Given the conic section equation
$$x^2-2\sqrt {3}xy+3y^2+y=0$$
determine its type, and find its vertex, focus, and directrix.
My try :
$$\text{discriminant} = B^2-4AC=12 - 4\cdot 1\cdot 3 = 0$$
since $\text{discriminant}=0$ , the conic section is a parabola.
Now, how can I write the above parabola in standard form so that I can get all needed information?
Thank you
Notice that $$ x^2−2\sqrt3xy+3y^2=(x-\sqrt3y)^2= 4\left(x\cos{\pi\over3}-y\sin{\pi\over3}\right)^2. $$ The expression inside the last parentheses is the resulting $x$ coordinate when point $(x,y)$ is rotated by $\pi/3$ counterclockwise.
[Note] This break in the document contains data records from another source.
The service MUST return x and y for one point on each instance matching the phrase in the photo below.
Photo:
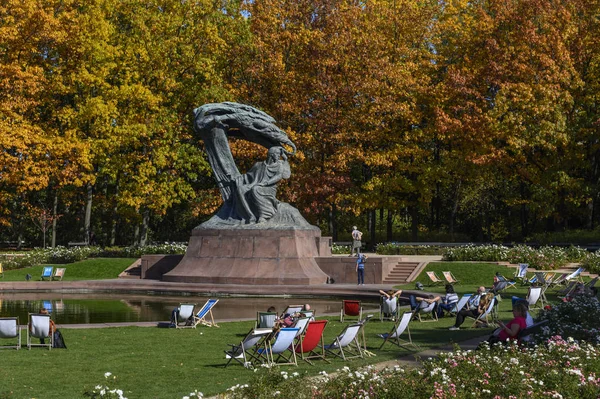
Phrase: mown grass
(169, 363)
(89, 269)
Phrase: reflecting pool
(105, 308)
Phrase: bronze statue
(249, 198)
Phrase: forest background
(414, 119)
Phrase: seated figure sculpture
(256, 190)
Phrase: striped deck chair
(435, 280)
(521, 273)
(350, 308)
(399, 328)
(312, 341)
(346, 345)
(450, 278)
(204, 312)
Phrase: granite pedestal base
(250, 256)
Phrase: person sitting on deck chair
(473, 308)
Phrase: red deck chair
(312, 338)
(350, 308)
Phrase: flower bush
(340, 249)
(578, 319)
(394, 248)
(62, 255)
(558, 369)
(544, 258)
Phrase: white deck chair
(204, 313)
(186, 311)
(9, 329)
(534, 296)
(283, 343)
(241, 352)
(39, 327)
(429, 309)
(389, 307)
(399, 328)
(484, 317)
(460, 304)
(346, 343)
(521, 273)
(576, 275)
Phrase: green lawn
(168, 363)
(89, 269)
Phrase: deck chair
(39, 327)
(483, 319)
(9, 329)
(59, 273)
(292, 309)
(388, 308)
(265, 319)
(521, 273)
(203, 313)
(242, 352)
(185, 316)
(350, 308)
(534, 297)
(450, 278)
(424, 310)
(434, 279)
(576, 275)
(346, 345)
(47, 273)
(312, 340)
(283, 343)
(460, 304)
(399, 328)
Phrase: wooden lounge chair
(434, 279)
(346, 345)
(399, 328)
(312, 339)
(185, 315)
(242, 352)
(47, 273)
(59, 273)
(282, 344)
(39, 327)
(350, 308)
(9, 329)
(204, 312)
(450, 278)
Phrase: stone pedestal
(251, 256)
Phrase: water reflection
(105, 308)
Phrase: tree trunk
(115, 215)
(144, 232)
(54, 219)
(389, 226)
(88, 214)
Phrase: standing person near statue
(360, 268)
(356, 243)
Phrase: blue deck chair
(283, 343)
(399, 328)
(346, 344)
(185, 313)
(243, 352)
(204, 312)
(39, 327)
(47, 273)
(9, 328)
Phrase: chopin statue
(249, 199)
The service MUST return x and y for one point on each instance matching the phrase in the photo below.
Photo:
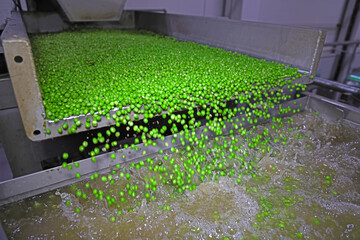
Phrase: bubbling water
(306, 188)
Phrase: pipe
(336, 85)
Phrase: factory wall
(209, 8)
(305, 13)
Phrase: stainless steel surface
(92, 10)
(7, 97)
(336, 86)
(43, 181)
(298, 47)
(5, 170)
(2, 233)
(295, 46)
(21, 68)
(334, 110)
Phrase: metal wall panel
(298, 47)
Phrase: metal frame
(91, 10)
(297, 47)
(44, 181)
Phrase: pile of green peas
(92, 72)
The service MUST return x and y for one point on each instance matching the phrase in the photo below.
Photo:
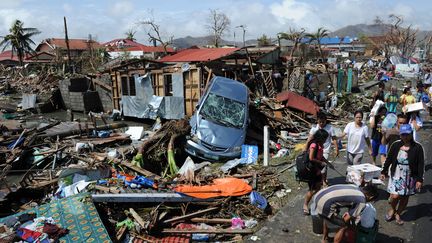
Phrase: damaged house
(130, 49)
(170, 87)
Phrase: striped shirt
(327, 201)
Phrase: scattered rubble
(130, 180)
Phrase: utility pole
(67, 46)
(243, 27)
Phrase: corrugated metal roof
(199, 55)
(130, 45)
(296, 101)
(7, 55)
(331, 40)
(74, 44)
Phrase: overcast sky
(110, 19)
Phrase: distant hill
(189, 41)
(361, 29)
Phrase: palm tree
(19, 38)
(294, 36)
(316, 38)
(130, 35)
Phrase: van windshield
(223, 110)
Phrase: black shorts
(335, 220)
(314, 180)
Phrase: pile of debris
(21, 81)
(146, 190)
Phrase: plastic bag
(258, 200)
(389, 121)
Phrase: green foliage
(19, 39)
(263, 41)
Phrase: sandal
(399, 221)
(388, 218)
(306, 212)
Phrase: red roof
(7, 55)
(298, 102)
(74, 44)
(199, 55)
(130, 45)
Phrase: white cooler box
(364, 172)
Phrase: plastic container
(317, 224)
(389, 121)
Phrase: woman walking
(318, 162)
(405, 167)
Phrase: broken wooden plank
(191, 215)
(211, 221)
(121, 232)
(140, 170)
(146, 197)
(208, 231)
(106, 189)
(138, 218)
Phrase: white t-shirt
(420, 124)
(356, 137)
(331, 132)
(368, 216)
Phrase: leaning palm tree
(316, 38)
(19, 39)
(130, 35)
(294, 36)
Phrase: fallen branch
(191, 215)
(207, 231)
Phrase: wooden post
(67, 45)
(266, 145)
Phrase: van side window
(168, 85)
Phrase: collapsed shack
(55, 164)
(149, 190)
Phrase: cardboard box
(414, 107)
(366, 171)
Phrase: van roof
(229, 88)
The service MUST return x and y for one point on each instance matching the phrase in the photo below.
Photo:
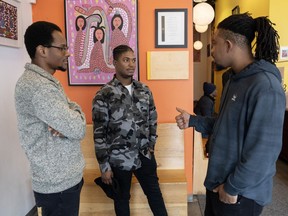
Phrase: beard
(61, 68)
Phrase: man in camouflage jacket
(125, 123)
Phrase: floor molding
(32, 212)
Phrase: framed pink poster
(93, 29)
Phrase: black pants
(64, 203)
(148, 179)
(244, 206)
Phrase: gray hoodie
(56, 162)
(247, 135)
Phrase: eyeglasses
(62, 49)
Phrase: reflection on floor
(278, 207)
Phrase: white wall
(16, 197)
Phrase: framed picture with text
(93, 30)
(171, 28)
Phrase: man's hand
(55, 133)
(182, 119)
(225, 197)
(107, 177)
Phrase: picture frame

Introducing then the rotated coordinates: $$ X=x\cos{\pi\over3}-y\sin{\pi\over3}, \quad Y=y\cos{\pi\over3}+x\sin{\pi\over3}, $$ your equation becomes $$ Y=-8X^2+\sqrt3X, $$ which is in standard form. You can then find focus, vertex, and so on, for this parabola and then rotate back by $-\pi/3$ to the original $(x,y)$ coordinate system.